Add one tensor from dataloader to optimiser

alwynmathew · February 5, 2020, 10:08am

I want to optimize my init_tensor instead of optimizing the model. My data loader train_dataloader gives the initial value of init_tensor.

model.eval()
for inputs in train_dataloader:
     init_tensor = inputs["init_tensor"]
     optimizer = optim.SGD(init_tensor, learning_rate)
     output = model(init_tensor)
     loss = loss_fn(output)
     model.zero_grad()
     loss.backward()
     optimizer.step()

Defining the optimizer inside the training loop doesn’t look right. Will this hinder optimizing the init_tensor?
How can I move the optimizer initialization outside the training loop but still add init_tensor to optimizer?

Any help would be appreciated.

JuanFMontesinos · February 5, 2020, 10:47am

What’s wrong with initilizing the optimizer inside training loop?
In the end if you want to optimize the input you will need to initilize an optimizer per input I would say.
Once you have optimized the input, old optimizer is no longer useful.
If you want to optimize both, model and init tensor, you may think about having 2 optimizers, one for the model and another one for each tensor.
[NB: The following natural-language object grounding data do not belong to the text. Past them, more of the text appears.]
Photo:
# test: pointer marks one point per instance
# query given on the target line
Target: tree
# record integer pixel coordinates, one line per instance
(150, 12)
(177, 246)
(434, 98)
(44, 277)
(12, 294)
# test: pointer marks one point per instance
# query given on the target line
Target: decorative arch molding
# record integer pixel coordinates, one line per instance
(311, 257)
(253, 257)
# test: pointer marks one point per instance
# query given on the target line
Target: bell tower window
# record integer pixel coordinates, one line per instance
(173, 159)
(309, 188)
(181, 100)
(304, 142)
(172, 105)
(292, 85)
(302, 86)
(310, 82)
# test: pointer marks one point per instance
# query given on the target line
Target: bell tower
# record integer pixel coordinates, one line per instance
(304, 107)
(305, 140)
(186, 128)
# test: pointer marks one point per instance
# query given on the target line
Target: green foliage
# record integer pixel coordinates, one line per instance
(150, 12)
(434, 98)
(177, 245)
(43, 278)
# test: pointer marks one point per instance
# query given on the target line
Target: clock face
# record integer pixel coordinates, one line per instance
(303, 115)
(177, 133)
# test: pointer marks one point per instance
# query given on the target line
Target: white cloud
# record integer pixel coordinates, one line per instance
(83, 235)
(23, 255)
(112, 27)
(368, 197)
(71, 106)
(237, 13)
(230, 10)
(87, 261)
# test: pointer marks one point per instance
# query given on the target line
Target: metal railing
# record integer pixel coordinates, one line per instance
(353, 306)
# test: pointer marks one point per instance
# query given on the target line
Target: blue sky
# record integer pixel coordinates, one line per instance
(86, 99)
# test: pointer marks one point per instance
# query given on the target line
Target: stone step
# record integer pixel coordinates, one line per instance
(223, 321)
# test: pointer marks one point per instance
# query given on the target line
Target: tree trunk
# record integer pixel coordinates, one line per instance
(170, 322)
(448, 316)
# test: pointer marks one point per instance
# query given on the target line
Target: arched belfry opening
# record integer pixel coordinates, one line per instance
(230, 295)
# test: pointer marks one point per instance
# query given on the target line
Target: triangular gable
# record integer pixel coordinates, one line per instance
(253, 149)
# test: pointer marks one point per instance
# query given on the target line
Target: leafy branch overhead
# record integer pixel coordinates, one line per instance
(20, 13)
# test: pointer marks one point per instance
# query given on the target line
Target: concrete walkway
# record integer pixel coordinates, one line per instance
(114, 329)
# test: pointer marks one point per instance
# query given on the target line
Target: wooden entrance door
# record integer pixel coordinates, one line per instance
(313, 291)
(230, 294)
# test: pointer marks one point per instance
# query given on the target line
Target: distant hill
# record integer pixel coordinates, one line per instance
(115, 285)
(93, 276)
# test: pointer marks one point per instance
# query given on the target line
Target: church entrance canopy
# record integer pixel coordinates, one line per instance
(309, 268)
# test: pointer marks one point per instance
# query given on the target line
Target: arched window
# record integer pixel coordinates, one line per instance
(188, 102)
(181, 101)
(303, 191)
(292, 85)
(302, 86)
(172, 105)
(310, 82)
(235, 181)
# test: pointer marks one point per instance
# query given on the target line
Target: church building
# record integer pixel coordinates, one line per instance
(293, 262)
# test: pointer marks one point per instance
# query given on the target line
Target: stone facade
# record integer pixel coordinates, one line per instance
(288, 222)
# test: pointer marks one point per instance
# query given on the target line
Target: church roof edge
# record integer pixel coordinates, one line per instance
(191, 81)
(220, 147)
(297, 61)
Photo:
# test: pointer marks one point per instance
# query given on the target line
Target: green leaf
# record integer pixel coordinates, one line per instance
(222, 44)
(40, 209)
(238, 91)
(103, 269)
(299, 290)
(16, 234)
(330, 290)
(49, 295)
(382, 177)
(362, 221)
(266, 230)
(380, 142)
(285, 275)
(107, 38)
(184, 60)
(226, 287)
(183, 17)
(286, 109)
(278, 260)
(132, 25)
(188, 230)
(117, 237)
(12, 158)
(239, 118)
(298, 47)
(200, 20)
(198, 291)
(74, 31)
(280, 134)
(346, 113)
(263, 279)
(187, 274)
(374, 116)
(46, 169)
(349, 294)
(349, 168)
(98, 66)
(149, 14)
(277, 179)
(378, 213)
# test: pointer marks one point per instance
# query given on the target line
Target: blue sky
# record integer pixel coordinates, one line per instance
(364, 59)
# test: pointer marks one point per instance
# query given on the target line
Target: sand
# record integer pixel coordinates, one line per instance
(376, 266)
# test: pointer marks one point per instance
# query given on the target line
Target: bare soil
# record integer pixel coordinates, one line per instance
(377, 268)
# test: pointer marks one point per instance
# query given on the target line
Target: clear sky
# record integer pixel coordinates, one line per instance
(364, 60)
alwynmathew · February 5, 2020, 11:13am

But when we initialize the optimizer as per above mentioned, optimizer could only take one step per input_tensor. Thus would you recommend taking multiple step for each input_tensor until a condition as shown below:

model.eval()
for inputs in train_dataloader:
     init_tensor = inputs["init_tensor"] # tensor to be optimized
     optimizer = optim.SGD(init_tensor, learning_rate)
     input_tensor = inputs["input_tensor"] # different images from loader
     input = init_tensor + input_tensor
     loss = 1
     while(loss > threshold):
          output = model(input)
          loss = loss_fn(output)
          model.zero_grad()
          loss.backward()
          optimizer.step()

JuanFMontesinos · February 5, 2020, 12:47pm

I mean, as far as I understand, if you are optimizing a tensor that means somehow that tensor is gonna “remain” during several iterations. It’s a bit diff to discuss about this not knowing what are you trying to do but yes, iterating over that tensor until you reach your target would be the expected pipeline.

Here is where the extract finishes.